Compact-Transformers
Compact-Transformers copied to clipboard
Order of `LayerNorm` & `Residual`
First of all, thanks for your amazing work!
And it seems that your TransformerEncoderLayer implementation is a bit different from the 'mainstream' implementations, because you create your residual link after the LayerNorm procedure:
https://github.com/SHI-Labs/Compact-Transformers/blob/3f3d093746bc58213d9e9af4431242d305717855/src/utils/transformers.py#L96-L99
However, from the original paper of ViT and many other implementations, the residual link is created before the LayerNorm procedure:
src = src + self.drop_path(self.self_attn(self.pre_norm(src)))
src2 = self.norm1(src)
src2 = self.linear2(self.dropout1(self.activation(self.linear1(src2))))
src = src + self.drop_path(self.dropout2(src2))
I'm just wondering whether this is on purpose or some kind of 'typo'? Thanks in advance!
Hi, thank you for your interest.
First off, great catch! This tiny difference was a result of a bad merge in a very old version of our repository.
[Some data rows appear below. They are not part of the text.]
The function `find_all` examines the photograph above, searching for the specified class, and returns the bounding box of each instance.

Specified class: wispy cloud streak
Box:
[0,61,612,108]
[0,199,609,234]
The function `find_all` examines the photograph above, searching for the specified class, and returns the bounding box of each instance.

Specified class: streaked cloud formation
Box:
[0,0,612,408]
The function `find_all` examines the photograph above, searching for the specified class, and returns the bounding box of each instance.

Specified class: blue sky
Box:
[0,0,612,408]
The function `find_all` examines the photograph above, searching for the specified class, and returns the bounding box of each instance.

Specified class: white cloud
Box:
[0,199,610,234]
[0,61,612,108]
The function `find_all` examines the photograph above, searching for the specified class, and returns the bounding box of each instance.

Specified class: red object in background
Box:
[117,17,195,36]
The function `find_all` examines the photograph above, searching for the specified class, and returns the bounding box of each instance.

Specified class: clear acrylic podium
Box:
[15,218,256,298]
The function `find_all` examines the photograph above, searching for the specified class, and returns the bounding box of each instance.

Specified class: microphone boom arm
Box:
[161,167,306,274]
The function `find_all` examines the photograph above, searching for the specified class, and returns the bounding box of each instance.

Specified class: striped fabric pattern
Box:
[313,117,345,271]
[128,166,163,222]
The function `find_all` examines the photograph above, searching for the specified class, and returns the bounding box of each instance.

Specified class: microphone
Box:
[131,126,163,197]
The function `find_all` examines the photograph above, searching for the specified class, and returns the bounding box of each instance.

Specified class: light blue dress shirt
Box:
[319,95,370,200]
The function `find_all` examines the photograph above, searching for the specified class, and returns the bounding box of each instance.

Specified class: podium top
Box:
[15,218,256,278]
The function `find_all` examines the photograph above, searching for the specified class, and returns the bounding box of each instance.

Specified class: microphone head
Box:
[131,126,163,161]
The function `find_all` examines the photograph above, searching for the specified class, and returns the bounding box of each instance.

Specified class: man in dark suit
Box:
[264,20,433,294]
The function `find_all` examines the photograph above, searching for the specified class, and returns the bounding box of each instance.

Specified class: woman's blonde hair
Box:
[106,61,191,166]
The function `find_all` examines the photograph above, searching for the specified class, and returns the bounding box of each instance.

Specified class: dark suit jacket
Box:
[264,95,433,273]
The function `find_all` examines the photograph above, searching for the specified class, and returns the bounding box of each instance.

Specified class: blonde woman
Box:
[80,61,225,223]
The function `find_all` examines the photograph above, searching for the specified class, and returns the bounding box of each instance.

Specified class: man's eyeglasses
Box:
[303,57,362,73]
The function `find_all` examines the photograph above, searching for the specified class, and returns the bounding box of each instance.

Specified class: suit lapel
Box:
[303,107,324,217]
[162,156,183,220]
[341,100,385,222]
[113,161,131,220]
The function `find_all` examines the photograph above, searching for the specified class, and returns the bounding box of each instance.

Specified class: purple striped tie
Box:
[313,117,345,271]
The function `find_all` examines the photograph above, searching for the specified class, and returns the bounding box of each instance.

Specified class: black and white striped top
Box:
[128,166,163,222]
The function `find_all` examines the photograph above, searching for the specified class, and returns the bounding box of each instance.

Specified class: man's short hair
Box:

We were based on PyTorch's nn.TransformerEncoderLayer (at the time did not support pre_norm so we wrote our own), and once we merged branches with the new implementation, those two lines must have not merged correctly.
It should in fact be src2 = self.norm1(src) and src2 should be fed to linear1 in the following line.
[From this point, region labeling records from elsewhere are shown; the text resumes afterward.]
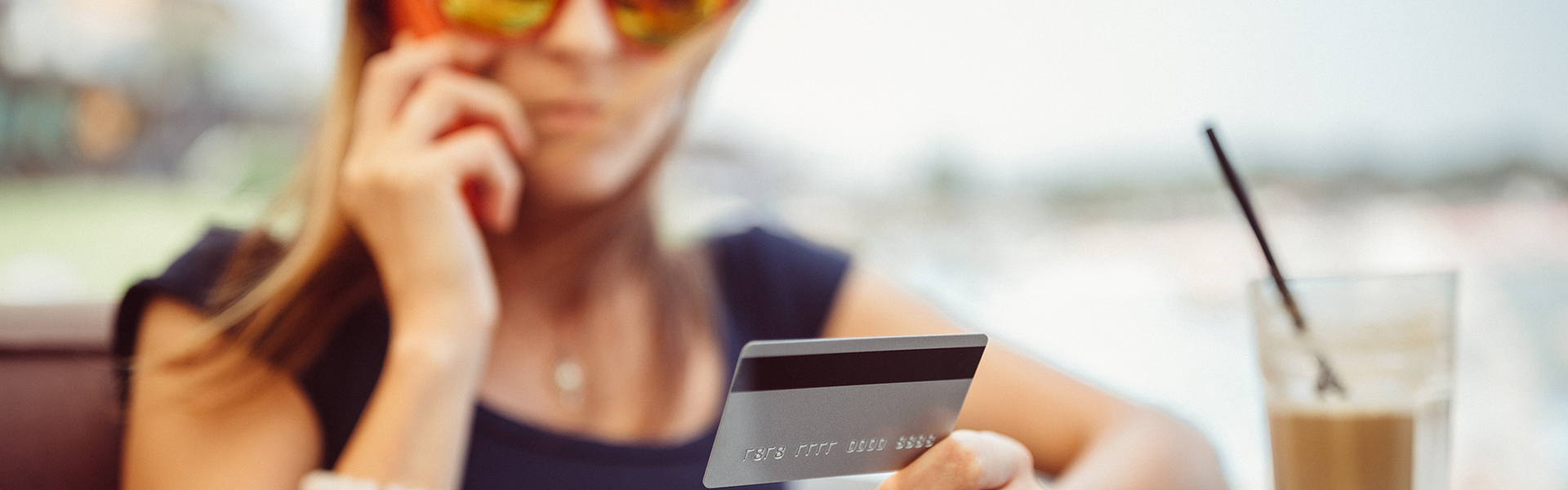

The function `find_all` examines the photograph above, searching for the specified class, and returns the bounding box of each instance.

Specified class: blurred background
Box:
[0,0,1568,490]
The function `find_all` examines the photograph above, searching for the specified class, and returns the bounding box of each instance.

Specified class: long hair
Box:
[193,0,723,424]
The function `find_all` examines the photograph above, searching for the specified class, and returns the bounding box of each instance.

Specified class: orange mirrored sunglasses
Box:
[390,0,737,49]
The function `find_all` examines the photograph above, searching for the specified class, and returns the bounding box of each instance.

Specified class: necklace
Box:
[555,354,586,410]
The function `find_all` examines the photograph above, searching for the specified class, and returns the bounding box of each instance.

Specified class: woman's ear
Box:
[385,0,447,38]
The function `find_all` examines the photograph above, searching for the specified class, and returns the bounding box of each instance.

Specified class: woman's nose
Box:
[539,0,619,58]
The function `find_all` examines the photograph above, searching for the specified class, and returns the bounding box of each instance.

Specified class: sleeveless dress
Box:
[114,228,849,490]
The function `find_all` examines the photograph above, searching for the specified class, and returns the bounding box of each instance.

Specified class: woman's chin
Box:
[522,145,639,209]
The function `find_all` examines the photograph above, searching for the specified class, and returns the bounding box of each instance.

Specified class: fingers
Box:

However, after running a couple of experiments, we did not find that this change impacts the performance of the network to a noticeable degree. Most runs were well within the margin of error.
Changing this now will break our current checkpoints and we want to maintain reproducibility. We will continue to investigate the issue.
Again, thank you for bringing this to our attention!
Closing due to inactivity.
Just to note: pre-norm vs post-norm is mostly about stability. Pre-norm gradients are smaller than post-norm gradients.